I had the pleasure of taking the RapidMiner training course with Ralf in New York last week. It was very much worthwhile, and I learned a lot about how to use RapidMiner more effectively. I also came across several places where I thought RM could be improved, or where it might not be working as intended. Some of these might already be in the plans for RM 4.3 or 5.0, but I'm going to list everything that I noticed that would be something we would be definitely be interested in seeing.
1) Option to keep each input to a node -- right now some nodes have a "keep" option which allows you to preserve one of the inputs, such as an example set. However, this seems to be inconsistently offered across different nodes, and in some cases only some inputs can be preserved, but not others. While this can be worked around with the IOMultiplier, it would be nice if you had the option to keep any of the otherwise-consumed inputs on each node.
2) Improve representation of constants in mathematical expressions. Having to use "const()" instead of "1" is a pain to remember.
3) In a process chain, have an indicator that shows whether operator has a comment or not. Right now there is no way to tell from the GUI which nodes have comments without inspecting each one.
4) I would like to see more formatting options for graphs, such as being able to select the font, point size, number format, etc.
5) Rearrangeable/dockable UI components. This is admittedly a bigger project, but I would like to be able to rearrange the components of the GUI more. Particularly with multiple monitor setups, the flexibility to move seldom referenced components (like the memory monitor) off the main working area, but still be visible with a glance, would be nice. Also, I'd like to have the option to see both the process chain and the results at the same time, and right now I have to choose one view or the other.
6) I've mentioned this in other threads on the forum, but I use Evolutionary Weighting a lot, and I'd like to be able to:
(a) start Evolutionary Weighting using an initial weight vector (possibly from a previous run, or from a simpler model to get a good starting point),
(b) be able to manually pause an Evolutionary Weighting node and get the current values for the weights (or write them to a file)
(c) be able to extract weights from Evo Wgt periodically during a run, so I have a "best known" values if I have to terminate the model run, or if the system crashes.
These ideas work together. In the case of (b) or (c), the saved values of the weights can be passed to the model as initial values for the next model run if (a) is implemented.
7) Have a random selection learner, which for classification problems guesses one of the label values, in the proportion they were present in the training set. This is a "base case" simple learner, so you can compare other learners to see how much better they are than random guessing.
8 ) Add the ability to do 'stratified' sampling across continuous numerical labels. What I'm looking for is something that will guarantee that I have representatives in the sample from the rare portions of the label's distribution. In my case, I'm most interested in predicting values that are at the high end of the distribution, which occur infrequently, but are of the most value. I want to make sure that they are included when I take a sample of the data to do training on.

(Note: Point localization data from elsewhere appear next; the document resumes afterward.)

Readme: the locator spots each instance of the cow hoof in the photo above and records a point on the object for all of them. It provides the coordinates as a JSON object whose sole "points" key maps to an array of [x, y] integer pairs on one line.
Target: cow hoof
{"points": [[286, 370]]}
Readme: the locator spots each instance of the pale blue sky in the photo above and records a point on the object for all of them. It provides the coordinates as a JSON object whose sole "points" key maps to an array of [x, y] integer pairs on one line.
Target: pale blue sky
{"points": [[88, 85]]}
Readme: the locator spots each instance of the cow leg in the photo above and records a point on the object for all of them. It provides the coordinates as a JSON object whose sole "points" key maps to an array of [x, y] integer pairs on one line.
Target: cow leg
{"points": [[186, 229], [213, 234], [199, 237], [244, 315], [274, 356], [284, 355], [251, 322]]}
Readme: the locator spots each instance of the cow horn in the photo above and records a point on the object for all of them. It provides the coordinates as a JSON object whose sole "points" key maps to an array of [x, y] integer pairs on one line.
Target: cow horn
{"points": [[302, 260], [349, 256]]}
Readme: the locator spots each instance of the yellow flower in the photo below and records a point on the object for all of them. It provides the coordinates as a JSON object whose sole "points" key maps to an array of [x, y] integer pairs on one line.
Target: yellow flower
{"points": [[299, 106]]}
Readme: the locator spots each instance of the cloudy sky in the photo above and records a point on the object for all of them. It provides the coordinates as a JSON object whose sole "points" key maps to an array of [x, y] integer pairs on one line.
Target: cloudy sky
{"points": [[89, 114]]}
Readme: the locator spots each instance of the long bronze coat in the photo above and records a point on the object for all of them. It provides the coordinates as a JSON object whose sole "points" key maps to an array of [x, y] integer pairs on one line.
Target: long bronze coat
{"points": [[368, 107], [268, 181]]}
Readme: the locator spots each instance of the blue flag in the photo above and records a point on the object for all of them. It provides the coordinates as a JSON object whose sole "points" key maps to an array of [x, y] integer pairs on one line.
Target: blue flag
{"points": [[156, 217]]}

9) Allow objects to be named and referenced with IOMultiplier, IOSelector, etc, rather than just index number (hard to keep track of)
10) Model Merge -- be able to combine two models, such as a preprocessing model and a learner model, into a single model object that can be applied later on, rather than having to maintain two model objects.
11) FeatureIterator does not appear to deliver its results (i.e. Inside FeatureIterator, if you build a seprate model for each feature, those models aren't returned coming out of the iterator).
12) It ParameterIteration, allow sets of scenarios to be specified to iterate over. where each scenario contains a list of parameter values to set for that scenario
e.g. a=1, stat=hr; a=2, stat=ubb, etc. Helps with meta control (output file names).
e.g. I have three labels I want to predict, using MultipleLabelIterator. They are renamed label_1, label_2, label_3, but I want to write the output files with the original attribute names.
Scenario 1: att=1, attname="revenue"
Scenario 2: att=2, attname="cost"
Scenario 3: att=3, attname="profit"
or I have a process chain that is going to test a KNN model, and a SVM model, each with 3 different parameters. I need to specify different parameters for each one, and the others don't make sense for the other model. Thus, I want to test (with model #1 = KNN, model #2 = SVM):
Scenario 1: modelnum=1, k=1
Scenario 2: modelnum=1, k=5
Scenario 3: modelnum=1, k=10
Scenario 4: modelnum=2, C=1.0
Scenario 5: modelnum=2, C=2.0
Scenario 6: modelnum=2, C=5.0
This approach could also used in grid parameter optimization. Right now it does all combinations of the parameters, even if they don't make logical sense (i.e. testing "modelnum=1, k=1, C=1.0" and "modelnum=1, k=1, C=2.0" in the example above.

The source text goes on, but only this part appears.